A importância de Tomás de Aquino para uma perspectiva realista em gnosiologia.
Lucas Pereira Teixeira
É evidente que os filósofos modernos conseguiram avançar em muitos aspectos nas questões filosóficas sobre o conhecimento humano. No entanto, no interior de algumas obras de filósofos como Descartes, Hobbes e Locke, parece haver certa prescindência de alguns fundamentos ou pressupostos básicos dessa temática: por um lado, a independência da realidade externa com relação à consciência é posta de parte; por outro, dispensa-se que aquilo que é conhecido própria e primeiramente são objetos reais e exteriores.
No período moderno, de modo geral e influente, defendeu-se que a consciência é – primariamente ou, em alguns casos, somente – consciente do “eu” ou das suas próprias ideias. Apesar disso, longe de ter a mesma influência na contemporaneidade, essa postura gnosiológica e metafísica por vezes denominada “idealista”, foi sendo contraposta por outras perspectivas no século XIX e XX. E, claramente, uma dessas perspectivas é o realismo, seja este metafísico, gnosiológico, epistemológico etc. Os filósofos contemporâneos que assumem o realismo filosófico voltam a contextualizar o pressuposto da independência da realidade externa com relação à consciência e também as capacidades cognoscitivas do homem para apreender o real.
A partir dessas considerações, o presente trabalho procura discernir algumas das contribuições filosóficas de Tomás de Aquino para o realismo gnosiológico na filosofia contemporânea. Antes de qualquer discussão mais complexa, este trabalho visa apresentar parte dos aspectos mais elementares da gnosiologia de Tomás, que nem sempre são tratados e esclarecidos com cautela. Para que isso seja cumprido, definimos três objetivos: apresentar, de acordo com Tomás, como ocorre a percepção sensível dos objetos exteriores, destacando sua importância para o ato do conhecimento intelectual; distinguir as principais funções intelectivas para o conhecimento do real; mostrar o papel da espécie inteligível no conhecimento intelectual, ressaltando o seu valor para o realismo filosófico de Tomás de Aquino.

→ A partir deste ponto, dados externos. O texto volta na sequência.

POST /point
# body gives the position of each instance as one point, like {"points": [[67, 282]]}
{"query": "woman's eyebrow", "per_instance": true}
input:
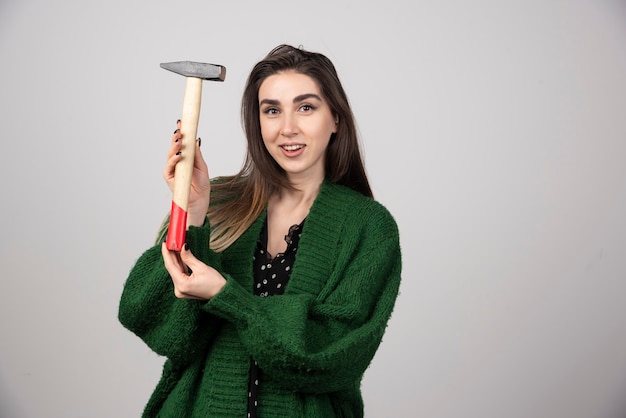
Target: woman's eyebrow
{"points": [[270, 102], [306, 96], [302, 97]]}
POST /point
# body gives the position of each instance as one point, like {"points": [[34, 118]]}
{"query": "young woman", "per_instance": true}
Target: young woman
{"points": [[279, 300]]}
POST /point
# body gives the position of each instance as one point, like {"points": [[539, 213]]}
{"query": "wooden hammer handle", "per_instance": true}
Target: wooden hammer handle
{"points": [[184, 168]]}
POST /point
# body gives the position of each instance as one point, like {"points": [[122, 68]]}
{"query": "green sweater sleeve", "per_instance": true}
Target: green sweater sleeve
{"points": [[176, 328], [323, 342]]}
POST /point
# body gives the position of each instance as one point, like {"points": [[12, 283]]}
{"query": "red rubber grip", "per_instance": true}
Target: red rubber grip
{"points": [[177, 228]]}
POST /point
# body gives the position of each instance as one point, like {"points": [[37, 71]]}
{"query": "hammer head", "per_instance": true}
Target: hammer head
{"points": [[197, 69]]}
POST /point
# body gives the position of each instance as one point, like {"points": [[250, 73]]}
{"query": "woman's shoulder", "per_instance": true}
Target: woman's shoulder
{"points": [[356, 207]]}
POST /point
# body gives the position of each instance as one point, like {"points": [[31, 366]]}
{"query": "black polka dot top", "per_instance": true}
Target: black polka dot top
{"points": [[271, 275]]}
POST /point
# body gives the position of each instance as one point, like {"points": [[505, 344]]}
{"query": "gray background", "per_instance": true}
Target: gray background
{"points": [[494, 131]]}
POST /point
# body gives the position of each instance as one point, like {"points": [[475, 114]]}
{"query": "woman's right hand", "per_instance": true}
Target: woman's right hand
{"points": [[199, 194]]}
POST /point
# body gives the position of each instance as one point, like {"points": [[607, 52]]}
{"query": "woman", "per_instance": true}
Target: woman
{"points": [[279, 299]]}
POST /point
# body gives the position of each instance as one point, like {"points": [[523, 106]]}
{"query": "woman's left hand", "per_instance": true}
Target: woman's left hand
{"points": [[203, 283]]}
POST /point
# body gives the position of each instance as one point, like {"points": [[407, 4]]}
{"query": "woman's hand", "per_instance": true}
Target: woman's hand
{"points": [[199, 194], [203, 283]]}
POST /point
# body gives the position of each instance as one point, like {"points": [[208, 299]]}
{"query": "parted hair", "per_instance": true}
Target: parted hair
{"points": [[238, 200]]}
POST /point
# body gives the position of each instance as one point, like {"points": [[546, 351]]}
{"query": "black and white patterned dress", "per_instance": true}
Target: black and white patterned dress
{"points": [[271, 275]]}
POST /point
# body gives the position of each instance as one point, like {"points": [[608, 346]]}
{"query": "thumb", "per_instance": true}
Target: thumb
{"points": [[187, 257]]}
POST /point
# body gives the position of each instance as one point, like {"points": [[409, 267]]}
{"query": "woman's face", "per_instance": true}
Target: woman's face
{"points": [[296, 124]]}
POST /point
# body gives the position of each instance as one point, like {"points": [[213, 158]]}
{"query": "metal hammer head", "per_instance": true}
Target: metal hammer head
{"points": [[197, 69]]}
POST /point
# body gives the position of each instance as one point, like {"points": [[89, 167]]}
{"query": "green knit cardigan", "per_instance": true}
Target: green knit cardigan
{"points": [[312, 344]]}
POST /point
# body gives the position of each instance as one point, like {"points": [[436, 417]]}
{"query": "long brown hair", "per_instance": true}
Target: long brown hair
{"points": [[236, 201]]}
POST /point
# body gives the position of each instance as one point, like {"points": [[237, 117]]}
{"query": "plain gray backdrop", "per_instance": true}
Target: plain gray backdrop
{"points": [[494, 131]]}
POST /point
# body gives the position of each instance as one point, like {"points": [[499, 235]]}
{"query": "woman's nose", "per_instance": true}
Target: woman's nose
{"points": [[289, 126]]}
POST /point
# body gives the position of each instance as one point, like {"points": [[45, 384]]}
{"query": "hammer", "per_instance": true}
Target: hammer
{"points": [[195, 72]]}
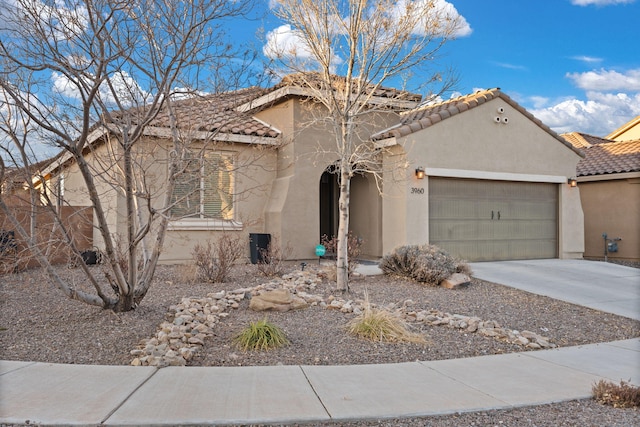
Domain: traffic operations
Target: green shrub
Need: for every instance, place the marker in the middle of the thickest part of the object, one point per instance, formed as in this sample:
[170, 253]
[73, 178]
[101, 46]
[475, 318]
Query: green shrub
[424, 263]
[261, 335]
[618, 396]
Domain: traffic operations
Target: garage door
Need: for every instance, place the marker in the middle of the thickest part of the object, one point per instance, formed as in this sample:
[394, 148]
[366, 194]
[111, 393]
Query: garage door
[481, 220]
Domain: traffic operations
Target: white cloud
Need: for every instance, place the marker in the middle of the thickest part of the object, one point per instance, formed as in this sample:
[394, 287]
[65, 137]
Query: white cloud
[598, 115]
[607, 80]
[127, 89]
[442, 11]
[599, 2]
[285, 41]
[539, 101]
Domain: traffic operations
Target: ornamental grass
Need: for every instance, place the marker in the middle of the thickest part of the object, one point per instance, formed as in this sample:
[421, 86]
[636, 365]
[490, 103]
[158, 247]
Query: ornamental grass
[382, 325]
[261, 335]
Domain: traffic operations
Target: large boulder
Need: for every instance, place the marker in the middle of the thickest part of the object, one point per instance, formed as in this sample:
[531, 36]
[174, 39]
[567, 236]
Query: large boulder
[278, 300]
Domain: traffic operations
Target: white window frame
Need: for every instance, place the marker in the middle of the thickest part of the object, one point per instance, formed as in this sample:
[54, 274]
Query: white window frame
[199, 220]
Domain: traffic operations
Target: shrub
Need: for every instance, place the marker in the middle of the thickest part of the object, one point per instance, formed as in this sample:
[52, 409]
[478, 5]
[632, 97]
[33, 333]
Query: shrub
[354, 247]
[214, 260]
[618, 396]
[424, 263]
[376, 324]
[273, 259]
[261, 335]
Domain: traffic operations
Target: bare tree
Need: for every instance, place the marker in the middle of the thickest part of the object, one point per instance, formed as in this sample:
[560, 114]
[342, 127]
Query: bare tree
[74, 73]
[352, 48]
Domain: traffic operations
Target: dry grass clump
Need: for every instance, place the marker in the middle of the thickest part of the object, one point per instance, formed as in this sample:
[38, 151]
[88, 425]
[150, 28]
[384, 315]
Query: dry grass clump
[214, 260]
[623, 395]
[375, 324]
[274, 259]
[423, 263]
[261, 335]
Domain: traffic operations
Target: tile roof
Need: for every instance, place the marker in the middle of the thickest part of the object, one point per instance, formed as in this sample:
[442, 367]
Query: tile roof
[430, 114]
[610, 157]
[583, 140]
[217, 112]
[313, 81]
[624, 128]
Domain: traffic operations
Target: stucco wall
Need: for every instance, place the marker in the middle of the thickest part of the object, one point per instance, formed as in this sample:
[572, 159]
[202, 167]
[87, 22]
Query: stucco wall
[473, 145]
[612, 207]
[293, 211]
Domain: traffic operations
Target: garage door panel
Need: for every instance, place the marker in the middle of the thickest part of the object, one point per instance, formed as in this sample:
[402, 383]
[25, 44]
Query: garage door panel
[482, 220]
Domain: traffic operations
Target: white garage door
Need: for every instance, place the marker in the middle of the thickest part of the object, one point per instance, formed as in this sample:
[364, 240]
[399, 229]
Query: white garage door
[482, 220]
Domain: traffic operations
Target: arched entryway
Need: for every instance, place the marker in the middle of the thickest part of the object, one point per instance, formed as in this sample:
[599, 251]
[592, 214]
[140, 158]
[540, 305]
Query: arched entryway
[365, 213]
[329, 194]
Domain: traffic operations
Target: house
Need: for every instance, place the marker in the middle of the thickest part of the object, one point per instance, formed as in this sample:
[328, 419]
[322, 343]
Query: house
[609, 181]
[627, 132]
[492, 184]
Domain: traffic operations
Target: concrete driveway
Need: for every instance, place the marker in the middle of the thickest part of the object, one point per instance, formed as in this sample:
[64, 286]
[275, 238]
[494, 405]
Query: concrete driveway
[603, 286]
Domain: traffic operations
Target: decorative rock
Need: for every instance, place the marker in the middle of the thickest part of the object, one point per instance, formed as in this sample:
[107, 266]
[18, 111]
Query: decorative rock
[189, 323]
[455, 281]
[278, 300]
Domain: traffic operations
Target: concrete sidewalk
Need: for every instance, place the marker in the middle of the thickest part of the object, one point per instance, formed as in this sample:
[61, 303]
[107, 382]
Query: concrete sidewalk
[607, 287]
[53, 394]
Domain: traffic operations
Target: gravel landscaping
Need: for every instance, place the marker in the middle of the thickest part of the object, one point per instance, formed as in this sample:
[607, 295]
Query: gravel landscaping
[37, 323]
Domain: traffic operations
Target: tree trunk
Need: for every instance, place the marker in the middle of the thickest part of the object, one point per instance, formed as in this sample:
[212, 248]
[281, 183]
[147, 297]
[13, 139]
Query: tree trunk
[342, 256]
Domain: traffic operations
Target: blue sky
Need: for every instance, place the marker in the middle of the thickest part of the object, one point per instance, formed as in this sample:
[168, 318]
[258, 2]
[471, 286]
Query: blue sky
[574, 64]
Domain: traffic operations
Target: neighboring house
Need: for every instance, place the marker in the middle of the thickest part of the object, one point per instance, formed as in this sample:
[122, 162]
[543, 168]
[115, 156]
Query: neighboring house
[627, 132]
[495, 182]
[609, 181]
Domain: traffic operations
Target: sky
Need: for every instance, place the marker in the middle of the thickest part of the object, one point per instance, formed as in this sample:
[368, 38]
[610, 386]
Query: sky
[574, 64]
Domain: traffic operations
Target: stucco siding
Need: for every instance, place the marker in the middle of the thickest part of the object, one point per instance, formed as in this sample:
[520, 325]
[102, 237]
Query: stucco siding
[612, 207]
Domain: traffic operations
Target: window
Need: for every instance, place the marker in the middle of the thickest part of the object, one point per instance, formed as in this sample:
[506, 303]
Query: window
[205, 189]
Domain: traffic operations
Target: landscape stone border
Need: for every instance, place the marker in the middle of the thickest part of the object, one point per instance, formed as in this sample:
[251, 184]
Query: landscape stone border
[189, 323]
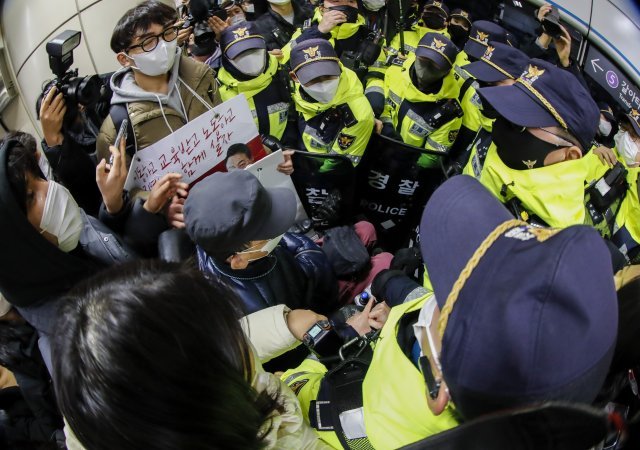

Com base nos objetivos listados, podemos dividir a exposição, igualmente, em três partes. Na primeira, explicaremos a divisão das potências sensitivas feita por Aristóteles e recebida por Tomás. Um dos pontos importantes aqui é que a consciência, pelos sentidos, tem acesso aos objetos exteriores, não apenas às suas próprias representações. Daremos enfoque à uma potência sensitiva específica, a imaginação, porque segundo Tomás é impossível que o intelecto, de acordo com o estado da vida presente, intelija algo em ato, senão voltando-se para as imagens (convertendo se ad phantasmata). Na segunda parte, diferenciaremos e apresentaremos as seguintes funções: a) intelecto agente; b) intelecto possível ou passivo. Tomás de Aquino – pela via aristotélica – sustenta que o intelecto pode conhecer o que é real, mas os objetos materiais do mundo físico não são, objetivamente, inteligíveis em ato. As coisas, enquanto individuais, não são objetos próprios do intelecto. Antes, o objeto próprio do intelecto é a quididade ou a natureza universal existente na matéria. Por isso, por um lado, é necessário afirmar uma potência intelectiva que abstraia o universal das condições individuais; por outro, é mister afirmar uma potência que receba o produto da abstração operada. Cumprem essas funções, respectivamente, o intelecto agente e o intelecto passivo. Por fim, na terceira parte, esclareceremos que a espécie inteligível é justamente o produto da abstração operada pelo intelecto agente e, mais relevante do que isso, que ela é uma semelhança do conhecido no cognoscente. A tese principal que se segue disso é a de que a semelhança real recebida no intelecto não é “aquilo que é conhecido”, mas “aquilo pelo qual se conhece” as coisas. Assim, com essas teses de Tomás de Aquino, pretendemos clarificar a importância de sua produção filosófica para uma postura realista em gnosiologia.